Even as aid groups are stretched thin, Bongibo said word has spread that support is available in Maine, and that has made the state a popular destination for families seeking a safe place to restart their lives, many of whom are from Angola and the Democratic Republic of the Congo.
And when families arrive at the Howard Johnson hotel, Emilia Franco is one of the first people they turn to for help.
"My phone starts ringing at 8am," Franco said. "[At] midnight, people are still calling."
Franco is the vice president of the Angolan Community of Maine, and has set up a makeshift office at the hotel where she offers case management services five days a week. She said her primary focus is helping families navigate new systems, like public school, public transportation, and immigration court.
But as one of only a few on-site service provides, Franco said she sometimes gets requests that fall well outside the typical purview of a case manager.

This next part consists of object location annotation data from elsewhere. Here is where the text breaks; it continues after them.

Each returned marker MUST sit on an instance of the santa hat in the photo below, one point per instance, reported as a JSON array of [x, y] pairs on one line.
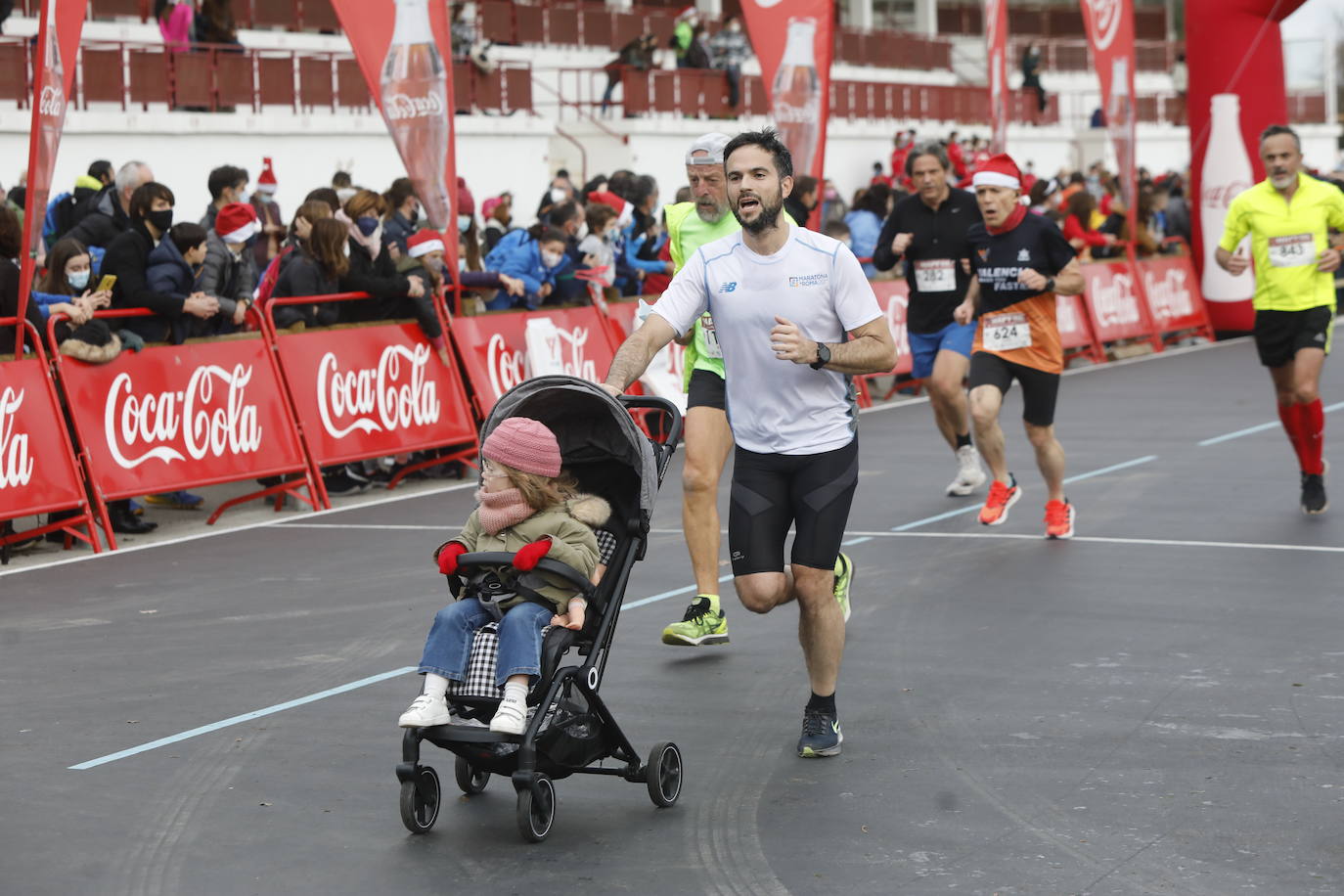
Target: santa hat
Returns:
[[236, 223], [266, 179], [998, 171], [424, 242], [624, 209]]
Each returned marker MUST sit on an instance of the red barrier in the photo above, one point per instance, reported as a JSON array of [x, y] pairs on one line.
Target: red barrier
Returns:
[[493, 348], [179, 417], [1171, 291], [39, 471], [1114, 305], [373, 391]]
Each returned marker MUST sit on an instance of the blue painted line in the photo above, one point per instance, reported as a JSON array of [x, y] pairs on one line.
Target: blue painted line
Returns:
[[246, 716], [1071, 478], [1251, 430]]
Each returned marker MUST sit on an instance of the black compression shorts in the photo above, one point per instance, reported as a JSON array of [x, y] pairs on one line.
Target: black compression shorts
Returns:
[[1039, 388], [707, 389], [770, 492]]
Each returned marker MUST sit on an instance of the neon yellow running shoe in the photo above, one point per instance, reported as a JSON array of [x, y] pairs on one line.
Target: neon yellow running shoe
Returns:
[[701, 625], [844, 578]]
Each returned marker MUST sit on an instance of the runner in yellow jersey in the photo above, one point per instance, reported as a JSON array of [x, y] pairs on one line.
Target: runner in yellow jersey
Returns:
[[1287, 216]]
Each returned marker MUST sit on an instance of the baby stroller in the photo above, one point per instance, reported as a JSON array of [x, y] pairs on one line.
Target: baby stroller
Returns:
[[570, 729]]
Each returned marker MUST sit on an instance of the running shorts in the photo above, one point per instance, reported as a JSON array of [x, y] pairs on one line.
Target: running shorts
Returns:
[[1039, 388], [924, 347], [770, 492], [1279, 335]]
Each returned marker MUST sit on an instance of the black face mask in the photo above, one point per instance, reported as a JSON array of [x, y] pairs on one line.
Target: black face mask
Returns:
[[161, 219]]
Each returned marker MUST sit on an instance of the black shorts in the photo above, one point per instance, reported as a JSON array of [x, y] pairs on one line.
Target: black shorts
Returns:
[[812, 492], [1279, 335], [707, 389], [1039, 388]]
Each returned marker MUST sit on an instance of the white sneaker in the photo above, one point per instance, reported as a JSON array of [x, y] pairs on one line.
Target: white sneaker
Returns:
[[426, 711], [970, 475], [511, 718]]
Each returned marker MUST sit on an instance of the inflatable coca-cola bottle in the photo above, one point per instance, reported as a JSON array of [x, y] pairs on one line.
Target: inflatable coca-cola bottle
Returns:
[[796, 97], [416, 107], [1228, 172]]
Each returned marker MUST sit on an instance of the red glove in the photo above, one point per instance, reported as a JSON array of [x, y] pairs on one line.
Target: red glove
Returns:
[[448, 557], [530, 554]]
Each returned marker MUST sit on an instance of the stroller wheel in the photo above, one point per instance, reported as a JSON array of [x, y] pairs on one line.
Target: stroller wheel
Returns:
[[663, 774], [536, 810], [420, 801], [470, 780]]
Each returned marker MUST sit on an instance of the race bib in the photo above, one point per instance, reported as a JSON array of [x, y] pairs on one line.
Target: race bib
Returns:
[[1006, 332], [935, 276], [711, 338], [1292, 251]]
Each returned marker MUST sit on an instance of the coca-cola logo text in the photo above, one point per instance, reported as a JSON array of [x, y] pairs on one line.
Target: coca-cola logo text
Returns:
[[161, 426], [15, 465], [395, 395], [401, 107]]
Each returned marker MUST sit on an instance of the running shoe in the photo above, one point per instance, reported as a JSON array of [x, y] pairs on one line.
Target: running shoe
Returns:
[[701, 625], [175, 500], [844, 578], [820, 734], [1059, 518], [970, 475], [1002, 497]]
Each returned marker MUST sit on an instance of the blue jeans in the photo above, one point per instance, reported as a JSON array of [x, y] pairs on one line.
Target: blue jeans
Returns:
[[449, 643]]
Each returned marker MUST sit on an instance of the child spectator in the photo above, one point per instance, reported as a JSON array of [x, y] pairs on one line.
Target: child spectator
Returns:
[[525, 507]]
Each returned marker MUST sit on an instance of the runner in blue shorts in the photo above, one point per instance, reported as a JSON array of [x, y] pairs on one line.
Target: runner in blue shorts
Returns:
[[929, 231]]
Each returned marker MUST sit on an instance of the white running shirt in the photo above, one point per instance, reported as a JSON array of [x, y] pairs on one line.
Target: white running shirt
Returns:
[[777, 407]]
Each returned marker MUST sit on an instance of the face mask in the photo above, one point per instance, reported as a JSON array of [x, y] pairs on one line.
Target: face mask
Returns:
[[160, 219]]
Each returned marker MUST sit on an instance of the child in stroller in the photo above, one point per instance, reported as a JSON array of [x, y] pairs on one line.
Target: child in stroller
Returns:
[[527, 507]]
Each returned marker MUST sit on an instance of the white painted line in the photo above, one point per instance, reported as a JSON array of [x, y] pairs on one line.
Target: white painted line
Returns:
[[246, 716]]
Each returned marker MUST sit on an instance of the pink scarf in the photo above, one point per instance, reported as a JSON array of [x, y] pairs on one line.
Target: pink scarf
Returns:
[[499, 511]]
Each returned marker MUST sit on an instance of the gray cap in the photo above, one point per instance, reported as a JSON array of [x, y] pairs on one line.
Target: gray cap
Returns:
[[710, 144]]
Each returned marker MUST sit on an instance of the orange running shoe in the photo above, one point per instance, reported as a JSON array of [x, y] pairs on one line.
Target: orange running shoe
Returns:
[[1059, 518], [1000, 499]]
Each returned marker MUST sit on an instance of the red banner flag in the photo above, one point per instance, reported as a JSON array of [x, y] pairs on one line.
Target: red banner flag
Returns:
[[996, 49], [53, 74], [793, 40], [405, 51], [1110, 32]]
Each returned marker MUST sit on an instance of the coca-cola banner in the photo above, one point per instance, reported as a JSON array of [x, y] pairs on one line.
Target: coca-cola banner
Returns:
[[1110, 32], [996, 50], [493, 348], [373, 391], [36, 465], [53, 75], [793, 42], [1114, 304], [175, 417], [405, 51]]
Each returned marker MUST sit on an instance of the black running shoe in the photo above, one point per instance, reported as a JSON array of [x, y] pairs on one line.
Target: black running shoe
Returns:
[[1314, 493], [820, 734]]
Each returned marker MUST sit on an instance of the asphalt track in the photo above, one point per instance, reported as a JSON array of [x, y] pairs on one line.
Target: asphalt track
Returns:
[[1150, 708]]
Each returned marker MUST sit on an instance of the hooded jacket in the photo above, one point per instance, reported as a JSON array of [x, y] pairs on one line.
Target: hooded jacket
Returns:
[[573, 542]]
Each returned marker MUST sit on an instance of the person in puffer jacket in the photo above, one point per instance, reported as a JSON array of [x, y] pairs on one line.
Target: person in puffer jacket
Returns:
[[528, 507]]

"Today, I have someone who came here and asked me to help with homework," she said. "I was like, this is not, you know, my job. But I had to explain to her how to do homework."
Like others on the ground, Franco said the workload can be overwhelming. Still, she said, so long as families are seeking better lives in Maine, she sees it as an obligation to help them.
"But my question is what we can do as a society, what we can do as a community, what we can do as a government, what we can do to make things better?" she said.
By now, it’s around 10pm, and Merdie and her friends are handing out the last to-go containers of beans, stewed pork, and fufu, a cassava dough popular in many parts of Africa.
Between pulling long shifts with the meal distribution and starting high school in a new country, Merdie is dealing with a lot. But she said she’s happy, because getting to the US was what she and her family wanted most of all.
"We achieved our goal by the grace of God," she said. "Because getting here was not easy."